The bubble hasn't burst, but...: DIW: Real estate prices could collapse by ten percent

For years, prices for condominiums and homes have only gone in one direction - up.

The bubble hasn't burst, but...: DIW: Real estate prices could collapse by ten percent

For years, prices for condominiums and homes have only gone in one direction - up. Now there are signs of a trend reversal. Economic experts are expecting sharp price slumps. However, they do not want to talk about the bursting of the property price bubble.

According to a study by the German Institute for Economic Research (DIW), the risk of severe price corrections on the real estate market is increasing. "We are not about to see a huge real estate price bubble bursting in Germany," said DIW study author Konstantin Kholodilin on the study, which is available to the Reuters news agency. "But price slumps of up to ten percent for condominiums and homes are quite possible."

Accordingly, the prices for homes and condominiums in the 97 cities surveyed have risen an average of eleven percent this year, while rents have increased by only four percent. The DIW considers it alarming that purchase prices and rents are diverging in this way. "Since real estate purchases are refinanced through rental income - or in the case of owner-occupancy through saved rental payments - real estate prices should develop in line with rents in the long term."

If this is not the case, the suspicion arises that real estate is being used as a speculative object and that price bubbles could occur.

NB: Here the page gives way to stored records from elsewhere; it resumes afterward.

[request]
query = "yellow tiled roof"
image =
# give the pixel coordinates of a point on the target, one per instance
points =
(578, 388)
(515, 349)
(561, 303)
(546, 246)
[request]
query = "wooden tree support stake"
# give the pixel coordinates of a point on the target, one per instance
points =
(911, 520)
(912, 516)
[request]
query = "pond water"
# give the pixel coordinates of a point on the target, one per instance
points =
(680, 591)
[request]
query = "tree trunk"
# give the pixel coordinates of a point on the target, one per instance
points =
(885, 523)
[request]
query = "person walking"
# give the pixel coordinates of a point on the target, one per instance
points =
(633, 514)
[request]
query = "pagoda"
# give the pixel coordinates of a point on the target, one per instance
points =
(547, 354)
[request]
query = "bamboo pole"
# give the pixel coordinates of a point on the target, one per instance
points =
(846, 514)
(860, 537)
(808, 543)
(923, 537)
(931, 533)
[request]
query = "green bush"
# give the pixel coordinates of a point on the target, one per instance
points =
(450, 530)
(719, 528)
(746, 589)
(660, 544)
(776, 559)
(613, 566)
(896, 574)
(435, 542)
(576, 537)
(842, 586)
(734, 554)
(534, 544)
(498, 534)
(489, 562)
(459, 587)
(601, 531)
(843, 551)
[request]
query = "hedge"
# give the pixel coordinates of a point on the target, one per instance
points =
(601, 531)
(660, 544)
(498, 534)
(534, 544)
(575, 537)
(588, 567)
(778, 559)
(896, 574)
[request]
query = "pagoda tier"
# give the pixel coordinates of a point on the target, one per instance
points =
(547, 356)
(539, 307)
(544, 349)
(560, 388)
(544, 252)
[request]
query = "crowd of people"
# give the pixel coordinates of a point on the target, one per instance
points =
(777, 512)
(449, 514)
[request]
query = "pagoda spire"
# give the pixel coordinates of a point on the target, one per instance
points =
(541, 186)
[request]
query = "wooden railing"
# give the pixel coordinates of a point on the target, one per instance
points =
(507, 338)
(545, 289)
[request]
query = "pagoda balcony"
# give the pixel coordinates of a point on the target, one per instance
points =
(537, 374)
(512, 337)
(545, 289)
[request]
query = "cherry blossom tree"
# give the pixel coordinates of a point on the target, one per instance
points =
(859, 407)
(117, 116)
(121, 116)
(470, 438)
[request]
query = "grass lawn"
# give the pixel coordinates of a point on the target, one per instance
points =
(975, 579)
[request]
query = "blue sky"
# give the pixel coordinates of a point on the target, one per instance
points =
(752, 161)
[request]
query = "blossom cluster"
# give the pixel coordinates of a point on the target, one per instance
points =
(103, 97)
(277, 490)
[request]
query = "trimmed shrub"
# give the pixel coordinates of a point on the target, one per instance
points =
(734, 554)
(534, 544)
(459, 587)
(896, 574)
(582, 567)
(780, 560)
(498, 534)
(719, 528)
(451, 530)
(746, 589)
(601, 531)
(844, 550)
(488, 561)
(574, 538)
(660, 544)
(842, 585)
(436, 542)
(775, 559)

Statistical tests would have confirmed such speculative price exaggerations. Nevertheless, the real estate market in Germany should remain comparatively stable, write the authors Konstantin Kholodilin and Malte Rieth. Financing conditions are deteriorating visibly as a result of rising interest rates. However, the proportion of loans with a long-term fixed interest rate is still relatively high and there is no sign of widespread private household debt.

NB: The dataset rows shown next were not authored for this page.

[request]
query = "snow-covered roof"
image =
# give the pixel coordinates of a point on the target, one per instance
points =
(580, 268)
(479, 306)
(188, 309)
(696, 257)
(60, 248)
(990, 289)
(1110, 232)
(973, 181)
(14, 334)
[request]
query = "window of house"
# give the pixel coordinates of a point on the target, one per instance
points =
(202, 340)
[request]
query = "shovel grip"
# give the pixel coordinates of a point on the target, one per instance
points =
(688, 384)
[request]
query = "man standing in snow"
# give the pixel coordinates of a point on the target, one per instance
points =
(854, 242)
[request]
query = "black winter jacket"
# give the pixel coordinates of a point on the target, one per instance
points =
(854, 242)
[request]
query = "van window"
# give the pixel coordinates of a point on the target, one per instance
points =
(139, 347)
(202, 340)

In addition, the high real estate prices in many places were due to high demand combined with low supply. The population is growing again in many German cities, while too few new apartments are being built due to less favorable financing conditions, enormously increased construction costs and, in many places, staff shortages. In big cities like Berlin, Dusseldorf and Cologne, the number of completed apartments actually fell last year.

The DIW experts therefore see the federal government on the train. You must focus on providing affordable housing in the metropolitan areas. "Politicians should quickly give new impetus to new construction activity with accelerated procedures and higher public construction investments," said Rieth.